TORONTO — Canada’s Big Six banks are starting the year with steady profits but less appetite for acquisitions, leaning on capital markets and AI as geopolitical uncertainty dampens business confidence, the country’s top bank executives said at RBC’s CEO conference on Tuesday.
Tuesday’s conference was followed by an Economic Club of Canada event on Wednesday, where the Big Six’s chief economists offered mixed views about Canada’s economic resilience, warning that weaknesses remain despite the country dodging a recession last year.
Capital market buffer: Canada’s big banks expect capital markets—especially in the U.S.—to remain strong in 2026, buoyed by private equity asset sales and a favourable regulatory environment. They also signalled they would keep M&A ambitions in check.
RBC chief executive David McKay said Tuesday that the bank’s capital markets activity remains “very constructive” without the need for additional acquisitions. CIBC’s newly appointed CEO Harry Culham echoed this sentiment, noting the lender’s capital markets business is delivering higher returns with less earnings volatility than in previous cycles, driven in part by deeper client relationships. Momentum remains strong in BMO’s investment banking divisions, CEO Darryl White added. However, he stressed that any acquisition would need to improve returns and not delay the bank’s target of reaching a 15 per cent return on equity by the end of 2027.
National Bank’s chief executive Laurent Ferreira took a more cautious view, warning that 2025 benefited from unusual market conditions that may not persist. Ferreira said it would avoid deploying capital into “frothy” private credit or overpaying for assets, while remaining open to selective deals in areas such as wealth, capital markets or technology. The Montreal-based bank closed last year with two major deals: its acquisition of Laurentian Bank’s retail and small-and-medium enterprise banking portfolios, and the completion of its Canadian Western Bank acquisition.
‘Economic war’: Ferreira warned that trade uncertainty and global tensions are already weighing on investment, amid a fragile labour market and consumer sentiment. “If we want to be part of the new world order, we need to speed this up,” he said at the event. He welcomed Ottawa’s renewed focus on infrastructure and defence while urging for faster execution on projects. Ferreira alluded to the U.S. capture of Venezuelan president Nicolás Maduro, saying “the events this weekend” should factor into Canada’s decision-making.

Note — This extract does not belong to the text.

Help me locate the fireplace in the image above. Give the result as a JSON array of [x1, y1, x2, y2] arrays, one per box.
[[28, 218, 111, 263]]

Meanwhile, Scotiabank’s CEO Scott Thomson welcomed the U.S.’s renewed influence in Latin America and said that a political shift toward right- or centre-right governments in Chile, Colombia and Peru—alongside Mexico’s business-friendly administration—marks an inflection point after a “lost decade” for the region. Despite exiting Venezuela in 2014, Scotiabank has the highest international exposure among Canada’s Big Six. “Longer term, this is a good thing for the Western Hemisphere. It’s a good thing for the U.S. It’s a good thing for the Bank of Nova Scotia,” he said at the event.
Despite those risks, bank CEOs said the economy has proven more resilient than expected, but BMO’s White warned trade tensions are unlikely to ease ahead of the USMCA’s review mid-year. “To think that we’re going to all of a sudden wake up to a new deal in June or July, I think, is a bad assumption,” he said.
AI as a margin of defence: As lending growth stalls, banks are increasingly looking inward. Culham said the bank is investing close to 20 per cent of its expense base in technology, including AI, to lift efficiency and return on equity. “Rather than hiring—call it three or four or five per cent incremental [full-time employees] per year—perhaps we don’t need to do that anymore,” he said.
Toronto-Dominon Bank CEO Raymond Chun said the bank is emphasizing cost management, which might historically involve measures like hiring freezes, but that AI will help with cost management and the bank is not planning a hiring freeze. Chun said that the bank is on track to generate $1 billion in value from its in-house AI, having already delivered $170 million from 75 use cases in 2025, with a further $200 million expected in 2026.
He also pointed to mortgage adjudication, funding and discharge costs already down more than 20 per cent over two years. “In the next two quarters, you’re going to see agentic AI layered into each one of those buckets,” he said, adding that the $19 discharge costs alone could be cut in half again.
For RBC, the opportunity is still early. “I’m really excited, AI is just another wave of opportunity to create shareholder value, and client value,” McKay said.
Editor’s note: This story has been amended to clarify remarks made by Toronto-Dominion Bank CEO Raymond Chun.